About Mike Boettcher

Veteran network news correspondent, Mike Boettcher, has been recognized with journalism's top awards for his coverage of events that shaped the world since 1980. He also helped launch the era of 24-hour live news coverage on June 1, 1980, when he performed the first live satellite report for a fledgling network called CNN. In a three-decade network career, Boettcher received national recognition in all facets of broadcast journalism – breaking news, feature, war coverage and investigative reporting. He was also recognized for his investigations of the world's most dangerous terrorist groups. As the chief correspondent for CNN's terrorism investigation unit, a team he created in the summer of 2001, Boettcher was awarded a Peabody, his third of four National Emmys and a National Headliner award.
About Jim Lehrer
Jim Lehrer was the first guest on the new OETA program, On the Record. Born in Wichita, Kansas, in 1934, Jim Lehrer received an A.A. degree from Victoria College and a B.J. in 1956 from the University of Missouri before joining the Marine Corps. From 1959 to 1966, he was a reporter for The Dallas Morning News and then the Dallas Times-Herald.
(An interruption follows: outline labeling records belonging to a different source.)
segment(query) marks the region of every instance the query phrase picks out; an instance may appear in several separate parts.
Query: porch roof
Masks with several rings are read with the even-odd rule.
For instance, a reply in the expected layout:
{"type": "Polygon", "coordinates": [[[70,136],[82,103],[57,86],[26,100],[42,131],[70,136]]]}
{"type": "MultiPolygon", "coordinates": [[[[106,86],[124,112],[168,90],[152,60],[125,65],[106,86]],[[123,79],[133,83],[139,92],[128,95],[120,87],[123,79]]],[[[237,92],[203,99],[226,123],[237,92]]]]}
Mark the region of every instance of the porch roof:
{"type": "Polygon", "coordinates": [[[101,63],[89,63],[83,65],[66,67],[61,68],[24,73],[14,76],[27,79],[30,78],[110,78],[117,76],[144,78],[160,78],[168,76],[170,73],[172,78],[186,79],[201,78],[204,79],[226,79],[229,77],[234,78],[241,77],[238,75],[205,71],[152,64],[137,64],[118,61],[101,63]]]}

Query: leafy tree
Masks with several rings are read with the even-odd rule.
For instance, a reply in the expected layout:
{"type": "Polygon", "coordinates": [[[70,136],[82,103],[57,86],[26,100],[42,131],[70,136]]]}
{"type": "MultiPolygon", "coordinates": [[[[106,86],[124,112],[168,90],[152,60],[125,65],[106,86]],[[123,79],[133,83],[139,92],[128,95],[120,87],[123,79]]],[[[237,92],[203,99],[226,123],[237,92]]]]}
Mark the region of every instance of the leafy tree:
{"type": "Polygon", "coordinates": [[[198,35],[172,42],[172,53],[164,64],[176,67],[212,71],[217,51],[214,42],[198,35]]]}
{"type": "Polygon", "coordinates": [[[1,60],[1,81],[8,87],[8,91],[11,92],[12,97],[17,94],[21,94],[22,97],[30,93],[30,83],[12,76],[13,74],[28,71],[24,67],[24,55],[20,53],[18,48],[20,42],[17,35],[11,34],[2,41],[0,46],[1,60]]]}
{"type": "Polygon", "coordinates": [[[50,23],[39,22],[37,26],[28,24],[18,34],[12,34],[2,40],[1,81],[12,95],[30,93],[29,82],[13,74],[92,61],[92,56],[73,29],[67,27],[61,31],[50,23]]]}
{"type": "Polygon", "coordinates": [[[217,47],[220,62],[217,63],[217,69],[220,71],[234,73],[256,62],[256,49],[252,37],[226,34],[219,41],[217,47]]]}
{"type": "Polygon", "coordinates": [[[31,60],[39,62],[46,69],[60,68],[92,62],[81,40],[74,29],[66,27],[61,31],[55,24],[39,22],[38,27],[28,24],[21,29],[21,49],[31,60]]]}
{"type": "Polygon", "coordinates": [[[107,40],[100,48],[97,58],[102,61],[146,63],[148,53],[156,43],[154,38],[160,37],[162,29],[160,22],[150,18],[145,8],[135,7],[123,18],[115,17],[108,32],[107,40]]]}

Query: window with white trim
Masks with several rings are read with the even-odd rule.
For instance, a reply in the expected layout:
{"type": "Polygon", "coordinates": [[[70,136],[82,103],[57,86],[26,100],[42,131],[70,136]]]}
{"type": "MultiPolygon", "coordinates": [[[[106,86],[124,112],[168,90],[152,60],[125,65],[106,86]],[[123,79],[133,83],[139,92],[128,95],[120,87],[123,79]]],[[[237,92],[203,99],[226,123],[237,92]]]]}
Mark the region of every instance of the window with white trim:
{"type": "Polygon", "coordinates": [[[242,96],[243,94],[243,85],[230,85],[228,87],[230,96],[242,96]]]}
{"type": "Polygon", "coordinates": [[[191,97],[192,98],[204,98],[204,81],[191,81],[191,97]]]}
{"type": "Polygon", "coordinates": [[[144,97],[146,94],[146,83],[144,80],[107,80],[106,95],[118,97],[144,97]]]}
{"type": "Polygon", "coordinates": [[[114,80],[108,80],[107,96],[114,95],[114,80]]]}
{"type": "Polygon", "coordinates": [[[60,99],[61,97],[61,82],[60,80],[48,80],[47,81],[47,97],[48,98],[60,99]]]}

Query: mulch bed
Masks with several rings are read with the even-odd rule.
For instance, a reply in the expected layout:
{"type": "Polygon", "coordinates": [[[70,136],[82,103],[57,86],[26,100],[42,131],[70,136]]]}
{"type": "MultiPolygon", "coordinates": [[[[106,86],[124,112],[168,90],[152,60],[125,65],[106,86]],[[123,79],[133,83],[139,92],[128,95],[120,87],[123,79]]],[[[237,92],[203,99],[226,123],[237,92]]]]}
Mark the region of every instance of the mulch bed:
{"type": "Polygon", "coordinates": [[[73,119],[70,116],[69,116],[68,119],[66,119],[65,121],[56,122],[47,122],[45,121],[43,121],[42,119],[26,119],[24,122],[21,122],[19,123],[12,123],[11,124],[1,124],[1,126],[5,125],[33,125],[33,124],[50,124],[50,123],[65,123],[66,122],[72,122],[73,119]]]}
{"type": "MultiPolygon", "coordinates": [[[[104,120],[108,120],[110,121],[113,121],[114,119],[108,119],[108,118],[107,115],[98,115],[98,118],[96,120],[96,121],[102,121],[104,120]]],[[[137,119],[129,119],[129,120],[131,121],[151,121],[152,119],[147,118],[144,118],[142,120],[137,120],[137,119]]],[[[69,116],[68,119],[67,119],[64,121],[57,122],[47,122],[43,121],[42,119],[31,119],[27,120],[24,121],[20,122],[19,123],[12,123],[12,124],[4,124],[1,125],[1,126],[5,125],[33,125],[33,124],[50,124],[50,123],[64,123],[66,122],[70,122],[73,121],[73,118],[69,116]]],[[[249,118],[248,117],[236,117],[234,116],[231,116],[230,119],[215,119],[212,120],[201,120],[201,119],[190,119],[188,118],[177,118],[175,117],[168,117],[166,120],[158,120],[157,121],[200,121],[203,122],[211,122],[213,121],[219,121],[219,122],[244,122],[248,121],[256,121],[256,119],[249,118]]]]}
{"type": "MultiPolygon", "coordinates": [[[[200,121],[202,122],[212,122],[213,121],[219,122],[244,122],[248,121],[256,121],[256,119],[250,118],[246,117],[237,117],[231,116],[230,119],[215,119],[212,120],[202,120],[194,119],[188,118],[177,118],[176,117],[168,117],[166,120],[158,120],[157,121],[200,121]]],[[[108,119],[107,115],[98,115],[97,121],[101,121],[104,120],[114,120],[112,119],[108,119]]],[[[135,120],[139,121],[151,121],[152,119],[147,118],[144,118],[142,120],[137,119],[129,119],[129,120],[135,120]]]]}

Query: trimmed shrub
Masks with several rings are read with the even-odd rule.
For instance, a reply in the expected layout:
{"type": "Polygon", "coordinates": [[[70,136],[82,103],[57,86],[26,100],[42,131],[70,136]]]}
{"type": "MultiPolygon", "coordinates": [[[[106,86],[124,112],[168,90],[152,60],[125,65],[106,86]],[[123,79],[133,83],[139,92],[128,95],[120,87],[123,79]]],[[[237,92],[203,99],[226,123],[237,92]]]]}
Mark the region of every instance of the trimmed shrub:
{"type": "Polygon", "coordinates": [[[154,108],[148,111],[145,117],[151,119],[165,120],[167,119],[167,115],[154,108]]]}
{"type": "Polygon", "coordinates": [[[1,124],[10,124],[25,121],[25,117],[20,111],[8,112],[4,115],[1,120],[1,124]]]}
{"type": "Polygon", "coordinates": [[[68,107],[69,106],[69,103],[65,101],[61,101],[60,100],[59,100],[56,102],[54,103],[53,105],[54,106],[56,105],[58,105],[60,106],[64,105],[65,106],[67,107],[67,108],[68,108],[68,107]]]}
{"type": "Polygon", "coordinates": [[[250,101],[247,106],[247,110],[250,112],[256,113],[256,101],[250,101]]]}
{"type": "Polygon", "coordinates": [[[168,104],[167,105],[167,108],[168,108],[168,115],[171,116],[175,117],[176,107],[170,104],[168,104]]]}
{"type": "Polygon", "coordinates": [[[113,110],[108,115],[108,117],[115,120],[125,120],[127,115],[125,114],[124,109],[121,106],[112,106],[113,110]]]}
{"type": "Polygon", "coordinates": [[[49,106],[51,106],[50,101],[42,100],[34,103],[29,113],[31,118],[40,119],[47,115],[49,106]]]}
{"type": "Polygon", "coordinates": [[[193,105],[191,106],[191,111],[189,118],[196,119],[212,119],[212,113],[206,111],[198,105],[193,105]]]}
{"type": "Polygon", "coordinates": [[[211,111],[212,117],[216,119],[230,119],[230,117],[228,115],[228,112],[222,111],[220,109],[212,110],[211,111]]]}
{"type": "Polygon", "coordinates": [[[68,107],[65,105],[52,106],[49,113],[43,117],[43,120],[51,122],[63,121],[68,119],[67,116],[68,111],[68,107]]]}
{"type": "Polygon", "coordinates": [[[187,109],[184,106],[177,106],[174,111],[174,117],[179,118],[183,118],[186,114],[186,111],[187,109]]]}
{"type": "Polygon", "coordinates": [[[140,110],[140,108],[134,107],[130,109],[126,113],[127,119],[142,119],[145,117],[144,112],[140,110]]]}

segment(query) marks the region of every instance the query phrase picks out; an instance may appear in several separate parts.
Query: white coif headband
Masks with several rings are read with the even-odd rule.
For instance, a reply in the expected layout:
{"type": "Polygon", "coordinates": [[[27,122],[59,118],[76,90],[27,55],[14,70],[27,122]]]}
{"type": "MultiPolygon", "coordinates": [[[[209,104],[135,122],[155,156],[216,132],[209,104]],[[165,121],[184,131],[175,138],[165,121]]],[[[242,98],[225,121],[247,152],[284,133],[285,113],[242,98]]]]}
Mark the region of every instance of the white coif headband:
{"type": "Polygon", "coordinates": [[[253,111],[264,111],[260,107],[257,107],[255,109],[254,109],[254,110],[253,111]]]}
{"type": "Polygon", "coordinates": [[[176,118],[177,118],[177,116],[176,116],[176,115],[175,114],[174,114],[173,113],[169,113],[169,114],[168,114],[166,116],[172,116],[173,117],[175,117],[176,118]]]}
He was also a political columnist at the Times-Herald for several years and in 1968 became the city editor.
Lehrer's newspaper career led him to public television, first in Dallas, as KERA-TV's executive director of public affairs, on-air host and editor of a nightly news program. He subsequently moved to Washington, DC, to serve as the public affairs coordinator for PBS, and was also a member of PBS's Journalism Advisory Board and a fellow at the Corporation for Public Broadcasting. Lehrer went on to join the National Public Affairs Center for Television (NPACT) as a correspondent.